On the night of Friday, February 1st, 2013—while watching CNN—I witnessed two men of some prominence disgrace themselves on national television, and the worst part about the whole affair was that neither of them appeared to realize what he was doing.
I’m referring to Piers Morgan’s interview with the late Edward Koch, former mayor of New York City. In the course of Koch’s last television interview before his death, Morgan turned to the subject of the former’s outspoken opposition to President Obama’s nomination of former Senator Chuck Hagel to succeed Leon Panetta as Secretary of Defense. After generously dismissing the idea that Hagel is an anti-Semite, the late mayor instantly and sadly transformed himself from an iconic American political firebrand into an irrational unabashed hate monger.
Koch caricatured Hagel’s attitude toward US-Iran relations as rooted in the belief “that there should be much greater light, distance, separation between Israel and the United States so as to make the Arab countries more friendly to us.” That Koch is embarrassingly unaware that Iran is not an ‘Arab country’ and that many Arab-majority states are hostile to Iran certainly does not make him a hate monger—although it pretty much discredits him as a competent observer of Middle Eastern geopolitics. It’s actually what he goes on to say that should have made Morgan think twice before referring to him, at the end of the pre-recorded interview, as the “late, great Ed Koch.”
“They want to kill us. They want to kill Christians and Jews. And they say you’re going to convert either voluntarily or by force. And that’s been their history” (my emphasis). There can be no doubt that the “they” to which Mr. Koch refers is not the current Iranian government, or any distinct group of policy makers. No. It is rather all Muslims, Arabs, Iranians—the whole lot of “them.” They’re all alike after all, aren’t they? One wonders if Mr. Koch knows that there are actually Palestinian Arab Christians struggling in deep solidarity with their Palestinian Arab Muslim sisters and brothers for a just and peaceful resolution to the horrible conflict at the focus of Mr. Koch’s comments.
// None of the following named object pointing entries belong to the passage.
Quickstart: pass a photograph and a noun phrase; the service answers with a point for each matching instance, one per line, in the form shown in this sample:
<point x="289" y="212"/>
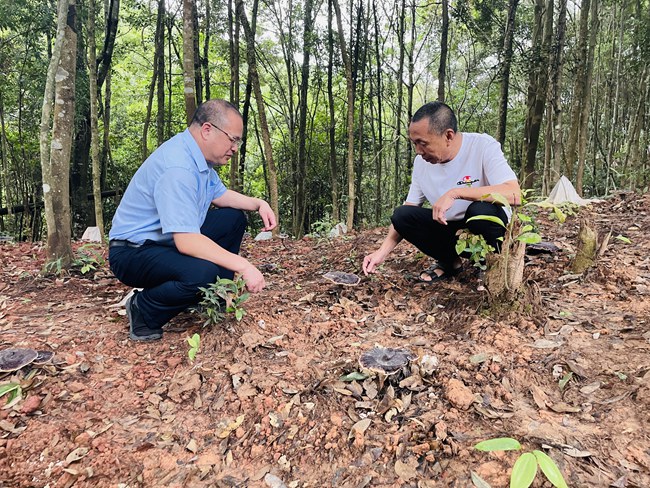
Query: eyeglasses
<point x="236" y="141"/>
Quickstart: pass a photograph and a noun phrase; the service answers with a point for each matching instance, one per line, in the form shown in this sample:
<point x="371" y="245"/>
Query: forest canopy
<point x="563" y="86"/>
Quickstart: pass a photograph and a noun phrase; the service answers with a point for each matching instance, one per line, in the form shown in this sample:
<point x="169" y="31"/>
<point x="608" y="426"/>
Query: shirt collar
<point x="197" y="155"/>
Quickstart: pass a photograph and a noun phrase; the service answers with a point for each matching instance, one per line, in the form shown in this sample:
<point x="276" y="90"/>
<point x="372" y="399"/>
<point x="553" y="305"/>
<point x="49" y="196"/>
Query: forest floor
<point x="263" y="404"/>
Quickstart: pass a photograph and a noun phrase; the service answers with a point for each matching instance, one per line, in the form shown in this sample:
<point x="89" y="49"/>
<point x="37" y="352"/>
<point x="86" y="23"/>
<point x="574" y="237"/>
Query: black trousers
<point x="416" y="225"/>
<point x="171" y="280"/>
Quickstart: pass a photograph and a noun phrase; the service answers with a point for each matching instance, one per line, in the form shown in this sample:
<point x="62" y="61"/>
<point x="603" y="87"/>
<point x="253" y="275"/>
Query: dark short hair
<point x="441" y="117"/>
<point x="213" y="111"/>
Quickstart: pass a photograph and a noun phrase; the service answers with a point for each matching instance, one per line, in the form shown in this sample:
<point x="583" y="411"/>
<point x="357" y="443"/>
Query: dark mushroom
<point x="14" y="359"/>
<point x="342" y="278"/>
<point x="43" y="357"/>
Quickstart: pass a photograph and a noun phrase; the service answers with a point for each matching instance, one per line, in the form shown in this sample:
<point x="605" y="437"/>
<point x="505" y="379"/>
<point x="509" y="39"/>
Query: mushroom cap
<point x="43" y="357"/>
<point x="14" y="359"/>
<point x="386" y="360"/>
<point x="342" y="278"/>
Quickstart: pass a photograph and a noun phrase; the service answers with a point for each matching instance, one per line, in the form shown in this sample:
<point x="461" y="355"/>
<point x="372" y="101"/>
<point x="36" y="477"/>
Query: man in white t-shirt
<point x="456" y="172"/>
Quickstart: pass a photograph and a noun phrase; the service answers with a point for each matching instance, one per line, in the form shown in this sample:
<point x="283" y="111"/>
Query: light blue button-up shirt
<point x="170" y="192"/>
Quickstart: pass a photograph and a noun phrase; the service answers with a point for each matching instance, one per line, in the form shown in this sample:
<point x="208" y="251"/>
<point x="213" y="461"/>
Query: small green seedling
<point x="88" y="258"/>
<point x="525" y="467"/>
<point x="12" y="390"/>
<point x="222" y="297"/>
<point x="195" y="345"/>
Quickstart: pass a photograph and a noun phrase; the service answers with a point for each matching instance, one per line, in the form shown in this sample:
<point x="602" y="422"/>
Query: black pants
<point x="171" y="280"/>
<point x="416" y="225"/>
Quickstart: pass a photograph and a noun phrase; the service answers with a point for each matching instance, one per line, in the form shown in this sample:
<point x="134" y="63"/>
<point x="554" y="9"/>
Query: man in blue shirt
<point x="166" y="239"/>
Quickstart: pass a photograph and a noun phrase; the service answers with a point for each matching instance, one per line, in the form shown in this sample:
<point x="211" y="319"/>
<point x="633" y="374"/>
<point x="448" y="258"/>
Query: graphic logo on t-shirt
<point x="467" y="181"/>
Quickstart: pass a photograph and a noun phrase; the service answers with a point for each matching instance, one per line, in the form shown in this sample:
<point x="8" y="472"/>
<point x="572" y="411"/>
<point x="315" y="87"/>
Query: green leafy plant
<point x="88" y="258"/>
<point x="12" y="390"/>
<point x="222" y="297"/>
<point x="195" y="345"/>
<point x="476" y="246"/>
<point x="54" y="267"/>
<point x="525" y="468"/>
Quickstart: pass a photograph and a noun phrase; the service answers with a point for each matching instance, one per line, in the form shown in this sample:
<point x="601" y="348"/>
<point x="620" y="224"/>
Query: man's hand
<point x="439" y="209"/>
<point x="253" y="278"/>
<point x="268" y="217"/>
<point x="371" y="261"/>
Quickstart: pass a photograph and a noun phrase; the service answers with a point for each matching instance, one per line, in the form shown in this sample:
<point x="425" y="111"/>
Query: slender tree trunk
<point x="301" y="196"/>
<point x="94" y="132"/>
<point x="444" y="40"/>
<point x="398" y="109"/>
<point x="380" y="135"/>
<point x="261" y="110"/>
<point x="56" y="170"/>
<point x="332" y="118"/>
<point x="350" y="116"/>
<point x="586" y="102"/>
<point x="205" y="64"/>
<point x="188" y="60"/>
<point x="554" y="123"/>
<point x="579" y="89"/>
<point x="159" y="61"/>
<point x="537" y="86"/>
<point x="506" y="62"/>
<point x="233" y="54"/>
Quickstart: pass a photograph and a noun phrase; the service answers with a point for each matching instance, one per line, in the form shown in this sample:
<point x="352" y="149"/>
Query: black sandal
<point x="447" y="272"/>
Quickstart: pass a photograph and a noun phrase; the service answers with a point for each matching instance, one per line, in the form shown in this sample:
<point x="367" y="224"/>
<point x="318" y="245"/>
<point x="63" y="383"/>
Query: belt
<point x="121" y="243"/>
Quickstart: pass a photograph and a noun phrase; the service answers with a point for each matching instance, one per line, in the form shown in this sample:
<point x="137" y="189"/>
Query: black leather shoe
<point x="138" y="329"/>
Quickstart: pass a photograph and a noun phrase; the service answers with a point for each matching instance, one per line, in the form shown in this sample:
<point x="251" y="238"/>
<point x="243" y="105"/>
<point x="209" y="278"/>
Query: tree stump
<point x="587" y="248"/>
<point x="505" y="275"/>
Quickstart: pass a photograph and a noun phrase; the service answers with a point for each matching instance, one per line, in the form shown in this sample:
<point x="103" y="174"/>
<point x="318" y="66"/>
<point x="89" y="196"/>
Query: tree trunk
<point x="94" y="132"/>
<point x="398" y="109"/>
<point x="302" y="122"/>
<point x="580" y="88"/>
<point x="506" y="62"/>
<point x="188" y="60"/>
<point x="350" y="117"/>
<point x="444" y="41"/>
<point x="332" y="118"/>
<point x="380" y="123"/>
<point x="537" y="85"/>
<point x="261" y="110"/>
<point x="56" y="169"/>
<point x="586" y="102"/>
<point x="233" y="54"/>
<point x="159" y="61"/>
<point x="554" y="122"/>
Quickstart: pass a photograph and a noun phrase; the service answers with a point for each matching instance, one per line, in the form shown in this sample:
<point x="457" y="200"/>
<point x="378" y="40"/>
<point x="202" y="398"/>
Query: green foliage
<point x="222" y="297"/>
<point x="476" y="246"/>
<point x="195" y="345"/>
<point x="525" y="468"/>
<point x="54" y="267"/>
<point x="12" y="390"/>
<point x="88" y="258"/>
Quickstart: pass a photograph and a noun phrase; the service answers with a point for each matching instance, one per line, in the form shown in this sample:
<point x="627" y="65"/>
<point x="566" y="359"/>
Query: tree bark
<point x="188" y="60"/>
<point x="586" y="102"/>
<point x="56" y="169"/>
<point x="350" y="116"/>
<point x="94" y="132"/>
<point x="300" y="201"/>
<point x="261" y="110"/>
<point x="506" y="62"/>
<point x="332" y="117"/>
<point x="444" y="42"/>
<point x="537" y="86"/>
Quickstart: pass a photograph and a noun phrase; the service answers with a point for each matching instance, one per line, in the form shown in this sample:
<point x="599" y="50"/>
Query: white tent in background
<point x="564" y="191"/>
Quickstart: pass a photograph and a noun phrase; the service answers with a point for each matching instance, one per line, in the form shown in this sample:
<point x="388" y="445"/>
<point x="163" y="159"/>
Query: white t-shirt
<point x="479" y="162"/>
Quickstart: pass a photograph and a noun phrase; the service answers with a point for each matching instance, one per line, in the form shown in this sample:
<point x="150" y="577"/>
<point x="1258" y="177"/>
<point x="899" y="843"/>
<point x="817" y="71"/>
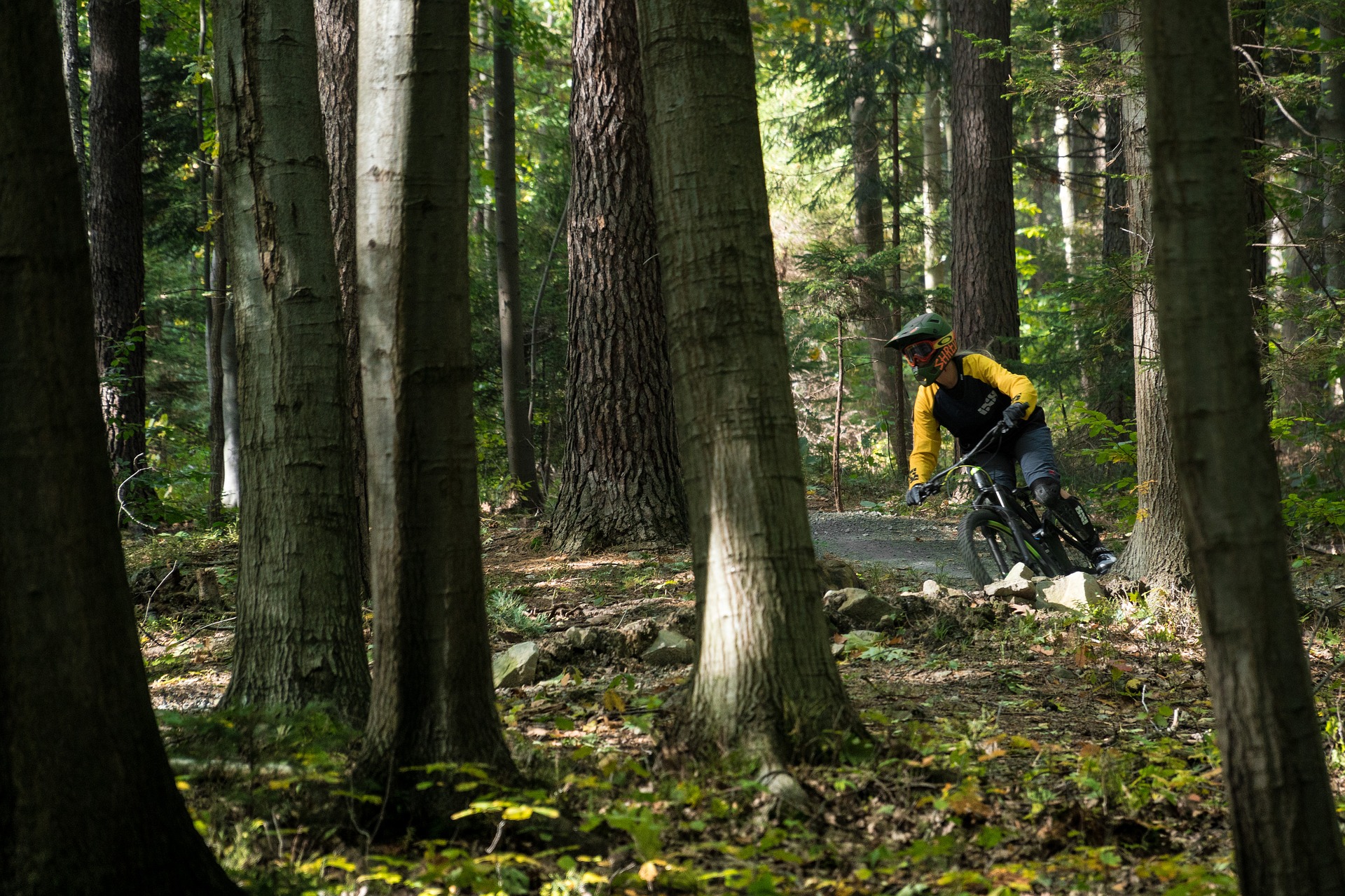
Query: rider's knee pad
<point x="1047" y="491"/>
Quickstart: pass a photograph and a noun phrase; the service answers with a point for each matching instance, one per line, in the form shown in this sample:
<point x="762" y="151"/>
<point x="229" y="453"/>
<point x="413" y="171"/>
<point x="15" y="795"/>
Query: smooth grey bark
<point x="985" y="280"/>
<point x="932" y="146"/>
<point x="764" y="682"/>
<point x="299" y="638"/>
<point x="336" y="25"/>
<point x="621" y="479"/>
<point x="116" y="223"/>
<point x="74" y="99"/>
<point x="434" y="697"/>
<point x="81" y="761"/>
<point x="1286" y="833"/>
<point x="518" y="428"/>
<point x="1157" y="551"/>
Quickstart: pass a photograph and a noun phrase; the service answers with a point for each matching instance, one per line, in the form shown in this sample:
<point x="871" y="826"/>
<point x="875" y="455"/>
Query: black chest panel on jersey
<point x="973" y="406"/>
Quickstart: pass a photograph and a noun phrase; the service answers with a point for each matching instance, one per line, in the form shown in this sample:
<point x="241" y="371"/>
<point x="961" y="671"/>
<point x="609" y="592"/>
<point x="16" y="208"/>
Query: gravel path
<point x="909" y="542"/>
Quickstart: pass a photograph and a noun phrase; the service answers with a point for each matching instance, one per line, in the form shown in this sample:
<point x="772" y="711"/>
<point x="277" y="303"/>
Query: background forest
<point x="378" y="668"/>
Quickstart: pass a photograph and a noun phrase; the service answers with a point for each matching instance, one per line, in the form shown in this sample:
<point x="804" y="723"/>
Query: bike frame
<point x="1036" y="537"/>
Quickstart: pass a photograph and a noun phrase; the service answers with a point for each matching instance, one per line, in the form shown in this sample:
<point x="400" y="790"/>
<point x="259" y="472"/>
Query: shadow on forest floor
<point x="1016" y="751"/>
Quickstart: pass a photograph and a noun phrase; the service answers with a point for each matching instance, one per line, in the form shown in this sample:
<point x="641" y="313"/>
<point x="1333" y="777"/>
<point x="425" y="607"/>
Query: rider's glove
<point x="1014" y="413"/>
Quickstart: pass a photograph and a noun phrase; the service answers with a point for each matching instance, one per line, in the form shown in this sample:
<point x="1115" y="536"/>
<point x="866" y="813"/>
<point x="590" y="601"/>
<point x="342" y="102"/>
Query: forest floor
<point x="1014" y="751"/>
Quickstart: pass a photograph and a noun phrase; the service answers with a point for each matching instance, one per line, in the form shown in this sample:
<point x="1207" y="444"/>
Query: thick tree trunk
<point x="932" y="147"/>
<point x="116" y="241"/>
<point x="1286" y="836"/>
<point x="434" y="698"/>
<point x="81" y="761"/>
<point x="299" y="635"/>
<point x="336" y="83"/>
<point x="622" y="481"/>
<point x="764" y="681"/>
<point x="985" y="282"/>
<point x="1157" y="549"/>
<point x="229" y="489"/>
<point x="74" y="101"/>
<point x="518" y="428"/>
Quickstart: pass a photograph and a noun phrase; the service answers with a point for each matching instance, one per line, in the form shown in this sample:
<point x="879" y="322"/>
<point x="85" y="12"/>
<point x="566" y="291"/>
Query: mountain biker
<point x="969" y="393"/>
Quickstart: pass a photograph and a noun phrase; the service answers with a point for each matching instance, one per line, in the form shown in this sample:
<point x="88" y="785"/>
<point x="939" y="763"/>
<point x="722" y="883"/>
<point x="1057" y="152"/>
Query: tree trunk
<point x="899" y="429"/>
<point x="622" y="481"/>
<point x="518" y="428"/>
<point x="985" y="280"/>
<point x="1330" y="123"/>
<point x="1157" y="549"/>
<point x="434" y="697"/>
<point x="934" y="147"/>
<point x="84" y="766"/>
<point x="874" y="317"/>
<point x="116" y="241"/>
<point x="229" y="490"/>
<point x="336" y="84"/>
<point x="217" y="304"/>
<point x="764" y="680"/>
<point x="1286" y="837"/>
<point x="74" y="101"/>
<point x="1250" y="34"/>
<point x="301" y="634"/>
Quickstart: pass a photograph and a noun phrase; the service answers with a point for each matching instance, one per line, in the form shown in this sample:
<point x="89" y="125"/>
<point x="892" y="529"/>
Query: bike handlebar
<point x="935" y="482"/>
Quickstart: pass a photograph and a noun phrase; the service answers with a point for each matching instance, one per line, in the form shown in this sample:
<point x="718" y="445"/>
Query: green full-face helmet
<point x="928" y="345"/>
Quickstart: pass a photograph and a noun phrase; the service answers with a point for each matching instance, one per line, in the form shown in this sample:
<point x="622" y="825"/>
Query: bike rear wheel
<point x="988" y="546"/>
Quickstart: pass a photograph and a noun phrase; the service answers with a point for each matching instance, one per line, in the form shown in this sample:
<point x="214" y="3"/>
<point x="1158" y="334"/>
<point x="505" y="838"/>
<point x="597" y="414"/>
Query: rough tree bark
<point x="764" y="681"/>
<point x="1286" y="837"/>
<point x="985" y="280"/>
<point x="518" y="428"/>
<point x="299" y="635"/>
<point x="116" y="240"/>
<point x="434" y="697"/>
<point x="874" y="317"/>
<point x="1157" y="549"/>
<point x="81" y="761"/>
<point x="216" y="307"/>
<point x="1250" y="36"/>
<point x="622" y="481"/>
<point x="336" y="83"/>
<point x="1330" y="123"/>
<point x="74" y="101"/>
If one were to doubt at all the abject bigotry of Koch’s statement—as I myself did for a brief moment—one need only listen to what followed. Incredulous that Hagel would risk creating any distance in US-Israeli relations for the sake of better relations with Arab countries, Koch displays his utter contempt for Muslims and their religious practices—in this case abstention from alcohol—by mocking the fact that “the sheikhs and the kings and the presidents in Egypt and Lebanon and Syria and Iraq” would be “toasting with orange juice Hagel’s appointment.”
Continuing his racist diatribe, Koch went on to share his views on the Palestinian leadership, referring over and over again to Mahmoud Abbas—the President of the Palestinian Authority who sometimes is referred to by his patronymic, “Abu Mazen”—as “Abu Abbas.” Really? According to Koch’s “analysis,” the only reason why there is no peace between Israel and the Palestinians is because “Abu Abbas”—whoever that is—is “afraid if he entered into a peace treaty with Israel that his own people would execute him. They don’t want a peace. What they want is a single state where the Jews will be submerged and the Arabs will impose Sharia or whatever else their Islamic religion requires” (my emphasis).
I remember thinking to myself what a pity it is that Ed Koch is “going out” this way; that in his last television interview he presents himself, not as an elder statesman with parting words of wisdom, but as an ignorant, hate-filled bigot. As I sat watching, I remember wondering why Morgan chose to air this interview, especially since I anticipated an imminent rebuke, or at least a pointed challenge, to Koch’s deeply troubling words. I expected no less from Morgan who is famous for taking interviewees to task for views he finds to be morally objectionable (e.g., Wayne LaPierre and any other NRA spokesperson or sympathizer).
But then it became painfully clear to me that Morgan apparently had no problem with what Koch was saying. Or worse, he had serious problems with it, but chose to say nothing other than to make an anemic reference to “the obvious oppression of nearly 2 million Palestinians on the Gaza Strip” as “terribly depressing.”
Yes, the suffering of millions of Palestinians is “terribly depressing,” but it is also morally offensive—as is all prolonged human suffering caused by gross injustice. And this moral offense is deepened by the complicity of men like the late Ed Koch who spew hatred about Arabs and Muslims rather than recognizing the complexities of the conflict and the unassailable human dignity of all those involved—both Palestinian and Israeli. The moral offense is also deepened by the failure of a journalist, with the platform of a Piers Morgan, to offer even a respectful challenge to such hatred.